Are spam donations distorting how we see presidential candidates?

Raising money for office has never been a more grassroots process. Since Bernie Sanders’ famous run in 2016, the rules for campaign fundraising (at least on the democrat side) have been turned on its head. With a campaign that attracted almost 5 million donations, famously averaging $27 each, Sanders set a powerful benchmark that other candidates have made great efforts to meet in 2020. Average donations have now become a common heuristic to judge the grassroots viability of a candidate; it is one of the first metrics everyone wants to know when fundraising numbers are revealed, and it is used in fundraising emails and Facebook ads to supporters.

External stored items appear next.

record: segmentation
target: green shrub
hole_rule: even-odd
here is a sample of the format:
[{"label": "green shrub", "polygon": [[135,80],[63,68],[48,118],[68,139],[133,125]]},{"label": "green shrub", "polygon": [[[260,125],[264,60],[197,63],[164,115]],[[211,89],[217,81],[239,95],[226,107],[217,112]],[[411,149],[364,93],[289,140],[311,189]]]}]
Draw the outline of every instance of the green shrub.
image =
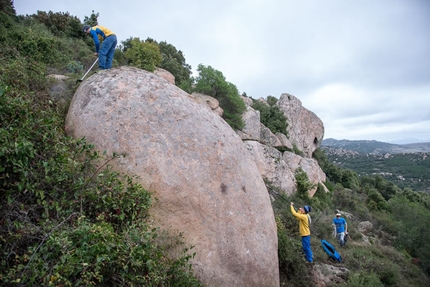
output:
[{"label": "green shrub", "polygon": [[307,269],[301,242],[289,234],[280,217],[276,217],[278,230],[278,260],[281,282],[295,286],[311,286],[307,280]]},{"label": "green shrub", "polygon": [[311,198],[312,207],[320,210],[331,208],[333,206],[331,195],[332,193],[326,192],[324,186],[321,183],[318,183],[317,191]]},{"label": "green shrub", "polygon": [[315,185],[309,181],[308,174],[301,167],[295,171],[295,179],[297,195],[299,198],[308,201],[309,191],[314,188]]},{"label": "green shrub", "polygon": [[339,284],[342,287],[383,287],[378,275],[372,271],[352,272],[345,283]]},{"label": "green shrub", "polygon": [[153,72],[160,65],[162,57],[156,43],[140,41],[139,38],[131,39],[130,43],[125,56],[131,66]]},{"label": "green shrub", "polygon": [[287,118],[281,112],[278,106],[276,106],[277,99],[269,96],[266,103],[253,100],[252,108],[260,112],[260,122],[266,126],[272,133],[282,133],[288,136],[287,133]]},{"label": "green shrub", "polygon": [[233,129],[242,129],[244,122],[242,114],[246,110],[245,103],[239,95],[237,87],[225,80],[224,75],[212,68],[200,64],[197,68],[194,91],[214,97],[224,110],[223,118]]}]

An example of the average donation as a marketing tool in the wild

This single metric is incredibly salient in the discussions around the primary. But it also presents a lot of problems. For example, we have to take a candidate’s word on what the average is. While campaigns are legally obligated to keep track of every donation, they are only obligated to publicly disclose donations if a donor gives more than $200 (as far as I know, no candidate reported many donors under the $200 threshold except for Andrew Yang). If a campaign is trying to attract the kind of grassroots support that would lead to a very low average donation, it follows that most of its donors will not give more than $200.

This gap in transparency can cause controversy. When Beto O’Rourke announced his candidacy, he had an incredible first day of fundraising that brought in over 6.1 million dollars. The question naturally arose around whether these were high dollar donations, or low dollar evidence of grassroots support; everyone looked to the average donation size. At first, O’Rourke only announced the number of donations he received. In certain corners of the internet, this was taken with extreme cynicism. I saw several accusations claiming O’Rourke hid the number of donors to obscure the fact that the campaign had gotten a handful of donors to make hundreds, or even thousands of $1 donations. These accusations were made completely without evidence, and turned out to be untrue (it turns out Beto manipulated his numbers in an entirely different way). But the underlying charge interested me. If a candidate’s average was being distorted, on purpose or not, how could we find out?

The proportion of itemized to non itemized donations each candidate received, as a whole. (Source: FEC)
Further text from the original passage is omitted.